File handling

ADF Dataflow offers superior file handling for both source and sink. Let’s explore some facilities that will improve file handling in your data flows.

Sources

Wildcard paths -

It is highly recommended to use the wildcard feature to iterate files instead of using a lookup activity and foreach loop in the pipeline. It is more performant to iterate and partition your data within dataflow. You can enter multiple wildcard directories for any file-based source. This includes ADLS Gen1/2, Blob,S3 or SFTP storage. Wildcards follow the popular linux globbing techniques. Assume a directory structure of sort

/data

/sales

/<year>

/<month>

/<day>

* - Represents any set of characters

** - Represents recursive directory nesting

? - Replaces one character

[] – Matches one of more characters in the brackets

/data/sales/**/*.csv – Gets all csv files under /data/sales

/data/sales/20??/** - Gets all files in the 20^th century

/data/sales/2004/*/12/[XY]1?.csv – Gets all csv files in 2004 in December starting with X or Y prefixed by a 2-digit number

Container has to be specified in the dataset and make sure your wildcard path includes your folder path from the root folder.

Base directory –

This is used to specify the root of a partitioned directory if your wildcard path reads only a subset of the content. Assume a directory that is partitioned as per Spark guidelines

/data

/sales

/year=2000

/month=1

/month=2

…

/year=2001

If your wildcard path is /data/sales/*/month=12/*, it will read the content for December month of every year. The projection of this source will not include year and month as columns.
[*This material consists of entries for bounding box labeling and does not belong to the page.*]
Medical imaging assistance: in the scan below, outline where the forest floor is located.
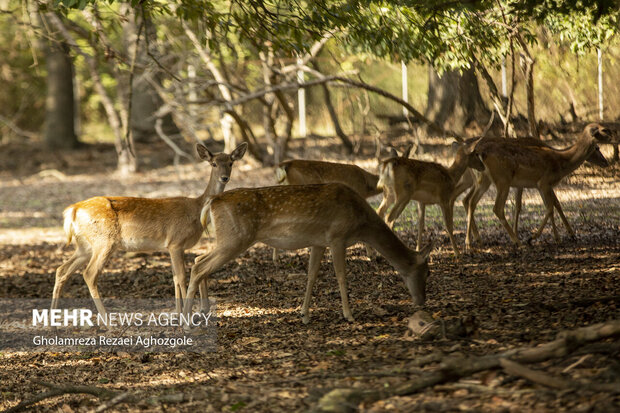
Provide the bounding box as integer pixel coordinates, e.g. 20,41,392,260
0,134,620,412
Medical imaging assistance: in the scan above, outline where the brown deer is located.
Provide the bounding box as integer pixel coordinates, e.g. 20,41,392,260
183,183,431,323
465,123,611,249
51,143,247,320
273,145,406,264
377,142,484,256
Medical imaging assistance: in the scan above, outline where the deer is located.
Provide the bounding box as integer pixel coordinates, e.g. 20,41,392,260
377,141,484,257
183,183,432,324
273,144,413,264
51,142,247,320
465,123,611,249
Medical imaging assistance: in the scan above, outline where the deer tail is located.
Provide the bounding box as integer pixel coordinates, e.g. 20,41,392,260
276,165,287,185
62,205,77,245
200,198,213,229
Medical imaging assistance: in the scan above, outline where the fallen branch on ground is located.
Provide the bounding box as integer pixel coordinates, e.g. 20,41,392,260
317,320,620,411
2,380,207,413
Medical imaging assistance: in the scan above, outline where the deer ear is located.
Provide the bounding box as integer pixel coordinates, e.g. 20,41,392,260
462,137,484,155
402,142,413,158
594,128,612,143
230,142,248,161
196,143,213,161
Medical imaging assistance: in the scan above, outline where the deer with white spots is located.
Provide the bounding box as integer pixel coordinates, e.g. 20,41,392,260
51,143,247,320
183,184,431,323
465,123,612,249
377,141,484,257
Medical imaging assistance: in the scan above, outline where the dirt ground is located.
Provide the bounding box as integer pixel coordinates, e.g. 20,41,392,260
0,134,620,412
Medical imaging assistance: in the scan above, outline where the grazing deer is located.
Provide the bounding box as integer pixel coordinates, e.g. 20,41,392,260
183,183,431,323
465,123,611,249
377,142,484,257
51,143,247,320
273,144,406,264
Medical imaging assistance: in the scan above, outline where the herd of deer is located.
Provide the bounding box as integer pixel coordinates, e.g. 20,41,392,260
52,124,611,323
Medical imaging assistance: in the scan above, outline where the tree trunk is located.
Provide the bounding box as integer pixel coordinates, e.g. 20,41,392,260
521,54,540,139
44,34,78,149
123,4,180,142
425,67,491,134
312,62,353,154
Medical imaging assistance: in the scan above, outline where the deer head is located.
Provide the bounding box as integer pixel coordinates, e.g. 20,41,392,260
196,142,248,185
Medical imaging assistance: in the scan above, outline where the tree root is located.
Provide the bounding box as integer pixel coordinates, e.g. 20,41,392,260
2,380,207,413
316,320,620,412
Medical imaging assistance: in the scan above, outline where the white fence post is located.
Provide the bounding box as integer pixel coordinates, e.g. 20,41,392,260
596,49,604,120
297,58,307,137
400,60,409,118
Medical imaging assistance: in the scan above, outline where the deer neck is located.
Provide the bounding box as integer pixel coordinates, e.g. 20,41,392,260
448,153,467,182
198,170,226,205
365,172,381,196
558,137,592,175
361,217,415,273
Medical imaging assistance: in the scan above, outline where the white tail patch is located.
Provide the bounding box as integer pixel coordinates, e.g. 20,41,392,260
200,198,217,229
276,166,288,185
62,206,75,245
377,162,394,190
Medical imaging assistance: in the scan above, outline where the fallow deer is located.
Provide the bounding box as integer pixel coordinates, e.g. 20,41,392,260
51,143,247,320
183,183,431,323
272,158,386,264
377,142,484,257
465,123,611,245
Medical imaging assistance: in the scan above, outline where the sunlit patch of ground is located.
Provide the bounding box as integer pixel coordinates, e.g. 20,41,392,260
0,136,620,412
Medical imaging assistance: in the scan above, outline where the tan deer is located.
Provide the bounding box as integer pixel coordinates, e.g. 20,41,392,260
51,143,247,316
272,158,388,264
183,184,431,323
465,123,611,249
377,142,484,256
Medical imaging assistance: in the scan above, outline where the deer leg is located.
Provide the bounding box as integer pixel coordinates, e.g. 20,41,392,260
51,244,91,310
512,188,523,235
183,242,250,326
530,186,555,241
493,182,521,246
330,241,355,322
301,247,325,324
387,193,411,229
465,174,491,251
415,202,426,251
463,187,481,242
168,248,187,314
377,189,394,220
440,202,461,258
83,244,113,325
553,192,575,238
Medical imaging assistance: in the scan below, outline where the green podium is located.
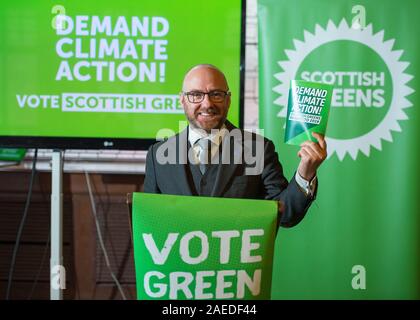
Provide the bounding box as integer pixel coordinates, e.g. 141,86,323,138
133,193,277,300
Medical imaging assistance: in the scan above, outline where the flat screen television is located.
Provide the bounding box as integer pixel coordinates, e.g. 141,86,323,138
0,0,245,150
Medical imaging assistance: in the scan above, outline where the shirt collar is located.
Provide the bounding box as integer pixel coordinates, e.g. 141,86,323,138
188,124,227,146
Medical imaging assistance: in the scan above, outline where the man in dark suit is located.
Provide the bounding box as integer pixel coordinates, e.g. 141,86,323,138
144,65,327,227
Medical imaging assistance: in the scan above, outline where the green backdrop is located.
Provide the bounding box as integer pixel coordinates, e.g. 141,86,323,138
258,0,420,299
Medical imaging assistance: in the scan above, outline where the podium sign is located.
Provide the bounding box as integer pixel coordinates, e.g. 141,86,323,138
133,193,277,300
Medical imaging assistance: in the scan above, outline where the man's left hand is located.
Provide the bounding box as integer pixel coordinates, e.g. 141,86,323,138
298,132,327,181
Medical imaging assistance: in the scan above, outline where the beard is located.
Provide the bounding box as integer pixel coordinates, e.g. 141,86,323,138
187,107,226,132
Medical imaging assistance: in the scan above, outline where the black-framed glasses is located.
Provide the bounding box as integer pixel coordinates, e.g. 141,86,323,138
182,90,230,103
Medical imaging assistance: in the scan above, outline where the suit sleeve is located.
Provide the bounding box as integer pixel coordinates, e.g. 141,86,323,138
144,145,161,193
262,140,316,227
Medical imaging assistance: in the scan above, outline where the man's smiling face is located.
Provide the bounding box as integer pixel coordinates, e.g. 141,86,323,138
180,65,230,132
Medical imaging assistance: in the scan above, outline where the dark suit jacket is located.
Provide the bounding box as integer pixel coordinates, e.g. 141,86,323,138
144,121,316,227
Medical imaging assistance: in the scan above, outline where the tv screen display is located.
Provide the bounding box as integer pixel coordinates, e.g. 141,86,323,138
0,0,245,149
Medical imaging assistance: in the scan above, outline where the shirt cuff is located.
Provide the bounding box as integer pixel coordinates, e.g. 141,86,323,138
295,171,317,197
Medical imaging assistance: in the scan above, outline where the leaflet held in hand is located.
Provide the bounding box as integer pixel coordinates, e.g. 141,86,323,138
284,80,333,145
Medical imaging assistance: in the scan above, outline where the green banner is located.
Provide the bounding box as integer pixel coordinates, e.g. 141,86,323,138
0,0,242,139
0,148,26,162
133,193,277,300
258,0,420,299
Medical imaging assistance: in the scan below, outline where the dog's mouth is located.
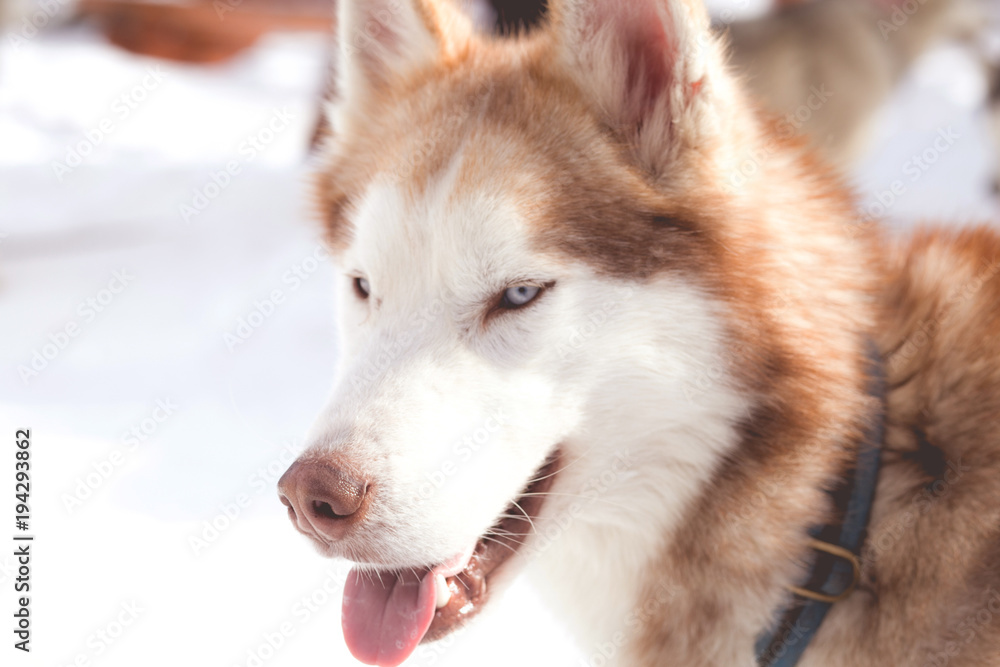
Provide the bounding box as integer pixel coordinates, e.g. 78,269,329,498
343,453,559,667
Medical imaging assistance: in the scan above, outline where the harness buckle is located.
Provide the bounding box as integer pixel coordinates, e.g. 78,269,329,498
788,538,861,604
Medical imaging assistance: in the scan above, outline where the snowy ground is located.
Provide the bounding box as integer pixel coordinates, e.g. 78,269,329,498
0,9,997,667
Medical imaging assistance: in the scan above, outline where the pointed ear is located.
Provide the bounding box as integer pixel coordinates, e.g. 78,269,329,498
332,0,471,125
550,0,728,171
However, if you specify the base path to be /data/sales, month and year are included in the resulting projection. The data for these columns will be derived from the directory names (everything that comes after the = )

List of Files –

Instead of compiling the files to process in the pipeline, you can prepare an external file which in turn contains a list of wildcarded paths to process. This file can be created by an external process outside ADF.

Every line in this file in turn points to a path you would have manually entered in the wildcard path.

Column to store file name –

This is a powerful function to capture the lineage of every row in your source. You can add a synthetic column to your source which will hold the full path to the file where this row originated. You can use this facility with a symmetric function in the sink to transform your data and potentially mirror the same directory structure of the source. Make sure the column name does not conflict with any existing column name in your dataset.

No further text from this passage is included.